Lo escribí sin pensar, según iban apareciendo las escenas en mi mente. Cuando llegué y vi esa gran pancarta contra la guerra que colgaba en la fachada, cuando escuché los primeros gritos de ¡NO A LA GUERRA!, cuando vi las paredes del vestíbulo llenas de pintadas, y cuando vi en el fondo un inmenso corcho que se iba llenando poco a poco de papeles blancos, de folios donde cada uno escribía lo primero que se le ocurría, me vino a la mente la escena de la muerte.

La habíamos vivido el día anterior y la teníamos tan dentro que me la imaginé con toda nitidez, pero no vi al abuelo, a su muerte natural, vi a la muerte más cruel, la más inútil, la más innecesaria, la que nunca debía ocurrir, la de la persona más indefensa, la del más inocente…, la de un niño.

Apoyé el folio en mi bolso aprovechando su parte más dura y las frases me venían sin querer. Nunca había escrito nada, tú lo sabes, pero ahora viendo como el corcho se llenaba de escritos, de frases, de dibujos, de poesías; fluían en mi mente las frases concretas, las más tristes, las más desesperadas.

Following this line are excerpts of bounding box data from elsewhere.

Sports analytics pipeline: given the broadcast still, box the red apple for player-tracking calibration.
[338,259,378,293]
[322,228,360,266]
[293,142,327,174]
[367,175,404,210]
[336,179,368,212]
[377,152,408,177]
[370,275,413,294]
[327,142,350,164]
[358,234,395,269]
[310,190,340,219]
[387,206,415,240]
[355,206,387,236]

Pinché mi poema y clavé mis ojos en él. Al lado había otros. Me fijé en el de arriba.

 

Colateral

Se desvió el misil,

Por qué se desvió,

Qué hacía esa casa,

No tenía que estar,

Según las coordenadas

no debía de estar.

¡Mierda, por qué está allí!

Amanece,

Comienzan a quitar esos escombros,

Comienzan a sacar los hombres muertos,

Aparece la desesperación y la ira,

La televisión muestra esas imágenes.

Daño colateral.

 

 

Después leí la de la izquierda.

 

Nos invaden

Nos invaden porque han descubierto un arma nueva,

que entra en las mentes y destruye los corazones,

un arma mucho más poderosa que las nuestras.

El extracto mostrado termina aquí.